Meet the Best Investment Funds of the Moment

The improvement of the economic situation, together with the lack of profitability in other investments, as before was the fixed terms, have made the current trend, of the first quarter of 2017, has confirmed the annual increase that the investment funds as a product of Spanish collective investment , with a sustained growth between 2% and 3%. This consolidates investment funds, as one of the products that attract the most investments.

This circumstance has generated the appearance of numerous options that often combine the profile of your average investor – moderated, conservative or aggressive – with the type of asset that predominates in the fund. These assets can be equities, monetary, fixed, or mixed-income, etc.

Due to the full range of investment funds, finding the best ones can be complicated and depends on many factors.

MAY I KNOW WHICH FUNDS ARE SUITABLE FOR MY INVESTOR PROFILE?

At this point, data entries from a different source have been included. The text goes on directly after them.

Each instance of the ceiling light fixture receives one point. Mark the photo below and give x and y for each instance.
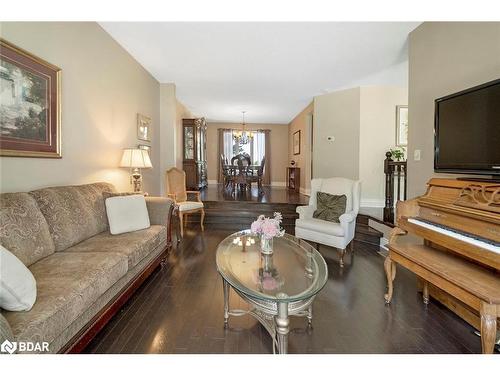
(242, 136)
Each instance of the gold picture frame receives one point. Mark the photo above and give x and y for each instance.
(143, 128)
(30, 124)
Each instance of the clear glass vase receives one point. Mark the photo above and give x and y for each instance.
(266, 246)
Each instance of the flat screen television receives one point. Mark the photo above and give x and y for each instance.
(467, 131)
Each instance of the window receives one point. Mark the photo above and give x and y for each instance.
(256, 148)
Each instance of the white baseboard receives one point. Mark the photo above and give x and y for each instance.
(278, 183)
(379, 203)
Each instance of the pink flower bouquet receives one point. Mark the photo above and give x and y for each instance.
(268, 227)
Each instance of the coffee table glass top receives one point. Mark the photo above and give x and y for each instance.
(295, 271)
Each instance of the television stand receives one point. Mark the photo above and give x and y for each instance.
(493, 179)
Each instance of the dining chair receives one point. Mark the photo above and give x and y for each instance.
(338, 235)
(176, 183)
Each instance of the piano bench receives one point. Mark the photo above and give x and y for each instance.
(471, 284)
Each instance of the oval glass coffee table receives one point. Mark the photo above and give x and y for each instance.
(276, 286)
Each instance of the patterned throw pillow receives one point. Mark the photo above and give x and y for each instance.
(330, 207)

There is no direct answer to this question since that depends on many factors such as the risk profile that I as an investor have, how long I have to recover the investment, if I have financial knowledge or if I delegate to my trust manager, but Fortunately, it is possible to follow a series of guidelines that help me select the best option at any time:

  •  Perform continuous monitoring of various investment funds, short and long term, to gather information and answer some of these questions.
  • Knowing the results of the past of some funds can give us clues, but we cannot base our decisions on them since, as the publicity of the funds says, “past results, they do not guarantee future returns.” Although past performance does not guarantee the future, it is an excellent tool to discover the most profitable investment funds of the moment, as well as to capture those products of the upward market – for example, raw materials, bonds or investments in emerging countries, etc. – and track, before making the decision to invest and how to diversify capital.
  • Likewise, other indices can also be used to compare investment funds, such as the benchmark of the fund or the evolution of similar market products, to obtain an overview.
  • Know the independence or not of the investment fund recommender. This is the best means to ensure that the objectives of the client and the seller follow the same line.
  • On the other hand, investment funds have a volatility index, which is a summary of the fund’s behavior over time and the oscillations it may have suffered. Rankings often use volatility, among other factors, to determine the level of risk of the funds.

To the type of investment fund, there are other factors that we describe below:

  • The estimated investment term.
  • The personal circumstances of the investor.
  • Your knowledge
  • And his risk aversion.

It is no less important to know, in a personal capacity, the forecast of need for liquidity (most funds have daily cash, but others do not) and the taxation of the funds.

In a way, each investor risk profile can find in the market at least one investment fund that exactly matches their needs.

In parallel, that is where the key lies in choosing one of the best investment fund management entities, taking into account aspects such as their professionalism, their trajectory, and their understanding of the market.

THE SELECTION OF THE MANAGING ENTITY, FUNDAMENTAL WHEN INVESTING

In the same way as the portfolio of an investment fund, the managing entities are also governed by an annual rate of return, expressed as a percentage. This may be a point to consider, although it is equally important to assess:

  • What types of investment funds they manage.
  • The sector to which they belong.
  • The profitability of them (short term or up to three years).
  • It is volatility.
  • Or the behavior of your funds, among others.

Of course, management comes at a price: the commissions of the managers. In some cases, its weight can determine a decision, especially in those cases of low profitability. Many of the current funds have more than one kind of participation and establish a scale of commissions based on the capital invested, which, as a general rule, the more investment, the less commission percentage.

Some products with higher risk and volatility, such as the stock market, establish commissions that can be around 2%. In the case of guaranteed funds, there may be additional commissions, such as subscription, opening, and repayment.

Finally, when selecting an investment fund management entity , it should be taken into account whether acquiring its services implies passive management – that is, the managing existence is limited to those funds that replicate an index – or an active control, very different and with a manager who personally is responsible for selecting the assets of the fund, the amounts of capital and movements.

Inactive management is where the investment philosophy comes into play -at the upside, “focuses on the value” between gestures-, the long – term vision, the process of analyzing funds and objective assessment, by each entity and of the professionals that work in managing the investment portfolio of its clients.

On many occasions, a relationship of trust is established with a said manager, and their portfolios become almost personal, “author” funds.